We investigated the effect of deposition temperature on the properties of the silicon oxide films produced by alternating exposures to bis(diethylamino)silane (BDEAS) and ozone (O₃). The surface reactions during the deposition were studied using in situ characterization techniques and density functional theory (DFT) calculations. The atomic layer deposition (ALD) temperature window was between 250 and 350 °C with a nearly constant growth rate of ∼ 0.10 nm/cycle and the step coverage higher than 94%. The saturation doses of BDEAS and O₃/O₂ were 5 × 10⁶ L and 5 × 10⁷ L. Among the films deposited in genuine ALD mode, the film deposited at 350 °C exhibited the lowest leakage current of 2.4 × 10^-8 A/cm² at −2 MV/cm and the lowest oxide trapped charge density of 6.5 × 10¹¹/cm². The in situ quartz crystal microbalance analysis showed that approximately 0.5 diethylamine ligand per BDEAS molecule was expected to remain on the surface after the BDEAS feeding. The in situ Fourier-transform infrared difference spectrum confirmed the presence of the ligand on the surface. DFT simulations showed that all NEt₂ ligands are released on vicinal and geminal hydroxyl groups to form –SiH₂*. However, only one NEt₂ ligand can be removed on isolated hydroxyls because no other hydroxyls are nearby, resulting in –SiH₂(NEt₂)*.
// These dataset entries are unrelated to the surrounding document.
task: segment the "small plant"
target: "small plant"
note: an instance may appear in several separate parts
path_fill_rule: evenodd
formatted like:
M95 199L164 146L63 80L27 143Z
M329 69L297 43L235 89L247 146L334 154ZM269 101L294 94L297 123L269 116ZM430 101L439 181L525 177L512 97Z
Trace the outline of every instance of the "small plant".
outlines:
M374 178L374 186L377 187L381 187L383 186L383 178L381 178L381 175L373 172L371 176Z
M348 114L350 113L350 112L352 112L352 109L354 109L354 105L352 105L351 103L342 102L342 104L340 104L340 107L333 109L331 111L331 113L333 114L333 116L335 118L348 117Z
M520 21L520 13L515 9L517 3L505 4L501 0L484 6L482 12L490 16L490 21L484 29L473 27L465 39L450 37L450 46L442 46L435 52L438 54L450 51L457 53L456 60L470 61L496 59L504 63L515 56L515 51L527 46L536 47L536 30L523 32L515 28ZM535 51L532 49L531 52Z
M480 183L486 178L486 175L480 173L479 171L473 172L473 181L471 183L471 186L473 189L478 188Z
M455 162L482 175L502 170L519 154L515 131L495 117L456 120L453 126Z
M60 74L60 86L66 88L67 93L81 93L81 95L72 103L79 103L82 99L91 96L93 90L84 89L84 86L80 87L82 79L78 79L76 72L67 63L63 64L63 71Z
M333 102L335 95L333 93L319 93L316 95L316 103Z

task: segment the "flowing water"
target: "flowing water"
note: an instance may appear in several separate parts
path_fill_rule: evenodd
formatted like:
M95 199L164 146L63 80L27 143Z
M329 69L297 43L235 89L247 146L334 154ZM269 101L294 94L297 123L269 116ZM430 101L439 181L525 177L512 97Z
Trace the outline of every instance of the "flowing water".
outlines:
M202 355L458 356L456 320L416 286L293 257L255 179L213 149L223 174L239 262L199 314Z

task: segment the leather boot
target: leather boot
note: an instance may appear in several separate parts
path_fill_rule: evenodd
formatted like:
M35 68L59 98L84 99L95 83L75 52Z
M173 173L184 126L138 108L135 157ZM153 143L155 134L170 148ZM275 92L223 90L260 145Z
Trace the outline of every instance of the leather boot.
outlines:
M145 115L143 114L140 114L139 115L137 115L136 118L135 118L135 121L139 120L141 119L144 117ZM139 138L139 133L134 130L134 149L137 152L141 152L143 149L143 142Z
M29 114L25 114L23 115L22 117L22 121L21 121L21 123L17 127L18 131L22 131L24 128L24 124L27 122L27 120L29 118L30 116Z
我们研究了沉积温度对交替暴露于双（二乙氨基）硅烷 (BDEAS) 和臭氧 (O ₃ ) 所产生的氧化硅薄膜性能的影响。使用原位表征技术和密度泛函理论 (DFT) 计算来研究沉积过程中的表面反应。原子层沉积 (ALD) 温度窗口在 250 到 350 °C 之间，生长速率几乎恒定，约为 0.10 nm/周期，阶梯覆盖率高于 94%。BDEAS和O ₃ /O ₂的饱和剂量分别为5×10 ⁶ L和5×10 ⁷L. 在真正的 ALD 模式沉积的薄膜中，在 350 °C 沉积的薄膜在 -2 MV/cm 时表现出最低的漏电流 2.4 × 10 ^-8 A/cm ²和最低的氧化物俘获电荷密度 6.5 × 10 ¹¹ /厘米²。该原位石英晶体微量天平分析表明，每分子BDEAS大约0.5二乙胺配体预期BDEAS馈送之后保持在表面上。该原位傅立叶变换红外差异光谱证实了表面上的配体的存在。DFT 模拟表明，所有 NEt ₂配体都在邻位和孪生羟基上释放，形成 –SiH ₂ *。然而，只有一个 NEt₂配体可以在孤立的羟基上去除，因为附近没有其他羟基，导致 –SiH ₂ (NEt ₂ )*。